SE ESTES MEUS objetivos fossem alcançados, todos eles estariam desmascarados. O Inconsciente Coletivo Familiar estava a serviço dela, Brunilda, a Mãezona empoeirada. Os filhos, a prole, representavam o conjunto de suas ambições de matriarca perversa. Nessa família as vontades se encontravam no Delta das vaidades dela. Nele estava a confluência, o entroncamento, a conquista maior da vida de cada um deles: a animação mais atrativa no entretenimento familiar superlativo de seus muitos transtornos mentais.
A HOLANDA, A Colômbia, a Ucrânia e os Estados Unidos, segundo estudos recentes da Organização Mundial de Saúde, têm estimativas de prevalência mais elevada na parte relevante da população com transtornos mentais. No Brasil, a tristeza persistente, o desalento, a melancolia (sintomas de depressão) estão em alta na população. As questões sociais estão intimamente associadas às mais diversas e hostis manifestações dos desvios e deformações de comportamento.
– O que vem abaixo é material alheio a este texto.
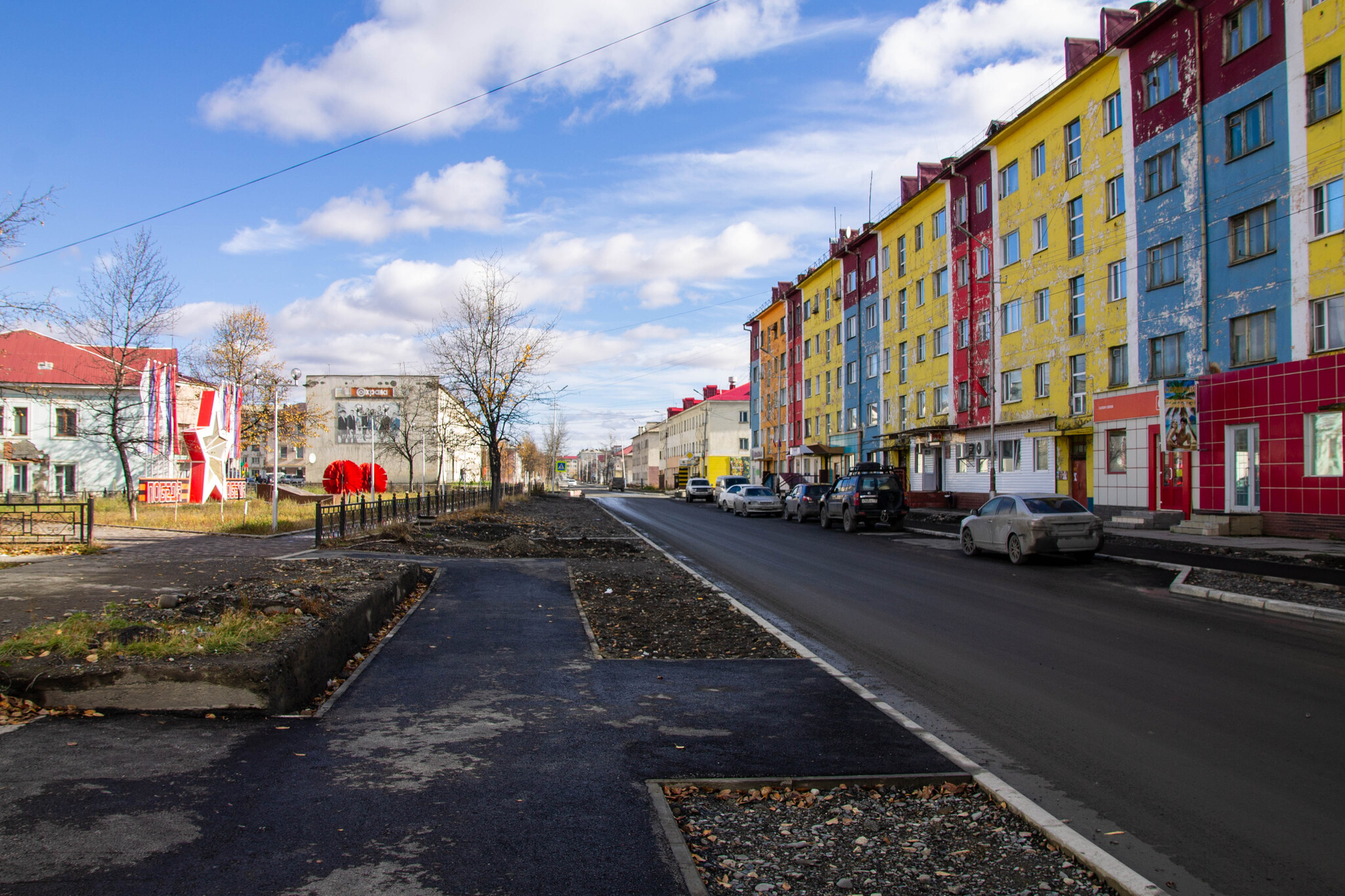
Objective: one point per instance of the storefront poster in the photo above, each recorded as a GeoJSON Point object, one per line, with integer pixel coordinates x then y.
{"type": "Point", "coordinates": [1180, 421]}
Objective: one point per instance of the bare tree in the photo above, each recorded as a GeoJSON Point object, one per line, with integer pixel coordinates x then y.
{"type": "Point", "coordinates": [20, 215]}
{"type": "Point", "coordinates": [489, 355]}
{"type": "Point", "coordinates": [125, 307]}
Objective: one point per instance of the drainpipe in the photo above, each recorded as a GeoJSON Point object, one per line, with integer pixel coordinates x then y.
{"type": "Point", "coordinates": [971, 293]}
{"type": "Point", "coordinates": [1204, 192]}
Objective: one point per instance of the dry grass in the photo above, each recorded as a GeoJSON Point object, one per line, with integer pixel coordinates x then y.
{"type": "Point", "coordinates": [82, 634]}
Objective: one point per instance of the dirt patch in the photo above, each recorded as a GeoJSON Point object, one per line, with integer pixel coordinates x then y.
{"type": "Point", "coordinates": [947, 839]}
{"type": "Point", "coordinates": [1259, 587]}
{"type": "Point", "coordinates": [650, 609]}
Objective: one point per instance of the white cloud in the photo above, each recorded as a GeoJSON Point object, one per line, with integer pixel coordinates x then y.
{"type": "Point", "coordinates": [414, 56]}
{"type": "Point", "coordinates": [470, 195]}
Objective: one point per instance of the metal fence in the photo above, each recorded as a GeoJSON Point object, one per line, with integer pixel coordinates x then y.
{"type": "Point", "coordinates": [343, 521]}
{"type": "Point", "coordinates": [51, 523]}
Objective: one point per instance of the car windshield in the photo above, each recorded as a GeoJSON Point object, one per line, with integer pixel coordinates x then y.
{"type": "Point", "coordinates": [1059, 504]}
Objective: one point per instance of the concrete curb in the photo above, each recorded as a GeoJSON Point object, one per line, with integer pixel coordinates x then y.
{"type": "Point", "coordinates": [1107, 867]}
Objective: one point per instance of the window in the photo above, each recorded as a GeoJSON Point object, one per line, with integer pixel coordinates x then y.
{"type": "Point", "coordinates": [1116, 281]}
{"type": "Point", "coordinates": [68, 422]}
{"type": "Point", "coordinates": [1254, 337]}
{"type": "Point", "coordinates": [1076, 305]}
{"type": "Point", "coordinates": [1078, 383]}
{"type": "Point", "coordinates": [1115, 450]}
{"type": "Point", "coordinates": [1250, 234]}
{"type": "Point", "coordinates": [1042, 452]}
{"type": "Point", "coordinates": [1329, 324]}
{"type": "Point", "coordinates": [1324, 92]}
{"type": "Point", "coordinates": [1043, 381]}
{"type": "Point", "coordinates": [1111, 112]}
{"type": "Point", "coordinates": [1075, 210]}
{"type": "Point", "coordinates": [1116, 196]}
{"type": "Point", "coordinates": [1161, 81]}
{"type": "Point", "coordinates": [1118, 366]}
{"type": "Point", "coordinates": [1247, 26]}
{"type": "Point", "coordinates": [1329, 207]}
{"type": "Point", "coordinates": [1161, 172]}
{"type": "Point", "coordinates": [1166, 356]}
{"type": "Point", "coordinates": [1248, 129]}
{"type": "Point", "coordinates": [1165, 264]}
{"type": "Point", "coordinates": [1040, 234]}
{"type": "Point", "coordinates": [1323, 444]}
{"type": "Point", "coordinates": [1074, 150]}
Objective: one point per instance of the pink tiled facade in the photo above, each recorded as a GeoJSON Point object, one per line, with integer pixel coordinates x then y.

ESSA INTENCIONALIDADE familiar estava às claras. Toda a prole dela participava e se comprazia dessa participação. Era como se estivesse numa guerra íntima na qual tinham a mais absoluta certeza de que a teriam vencido sem mais embates. Sem mais conflitos. Afinal, se eu esboçasse alguma reação, estaria imediatamente ameaçado de ser internado numa instituição manicomial. O Inconsciente Coletivo Familiar se comprazia na certeza da vitória. Eu teria de me conformar em ser o derrotado “Bode Expiatório” de suas complicações financeiras, econômicas, educacionais, religiosas e cármicas.
BRUNILDA MÃEZONA não era apenas, fisicamente, ela. Ela, sua vontade, seu narcisismo mecânico, doentio, sua vontade de mostrar a todos que era ela quem mandava e desmandava, que nenhum membro da família parido ou vomitado de suas entranhas, fosse besta, ou caísse na desventura de contestá-la, sairia íntegro da tentativa. Todos tinham um medo mórbido de limpar os olhos, ou retirar a cera dos ouvidos, para ver e ouvir com nitidez, quanto o sadismo superlativo de Brunilda Mãezona era preponderante.
VER A VERDADE do que acontecia era tarefa fácil. Nenhum deles, seus demais filhos, precisava se esforçar para traduzir os sentimentos dela para comigo. Ela se infiltrara na mais profunda afeição que um filho poderia ter para com a mãe, de modo que essa afeição se tornava incontestável, mesmo sabendo que mantê-la em si, significava estar a fazer parte da perfídia peçonhenta do jogo maternal dela. Ver e ouvir e falar era, para cada um deles, membros da prole, ver, ouvir e falar o que ela queria que fosse visto, ouvido e falado. Brunilda, a toda poderosa Mãezona, não queria saber de ser contestada. Principalmente quando estava realmente errada. E sabia disso.
ERA DE DENTRO para fora de cada um de seus filhos que ela se manifestava com mais vigor e precisão. O fato dela ter um corpanzil externo era de menor monta. Ela estava quanticamente presente no cerne, no âmago, na alma de cada um deles. E delas. Em seus pensamentos, palavras e ações. Quem poderia ousar contestar os seus domínios??? Quem o fizesse estaria a contestar a si mesmos. À sua própria inexistência.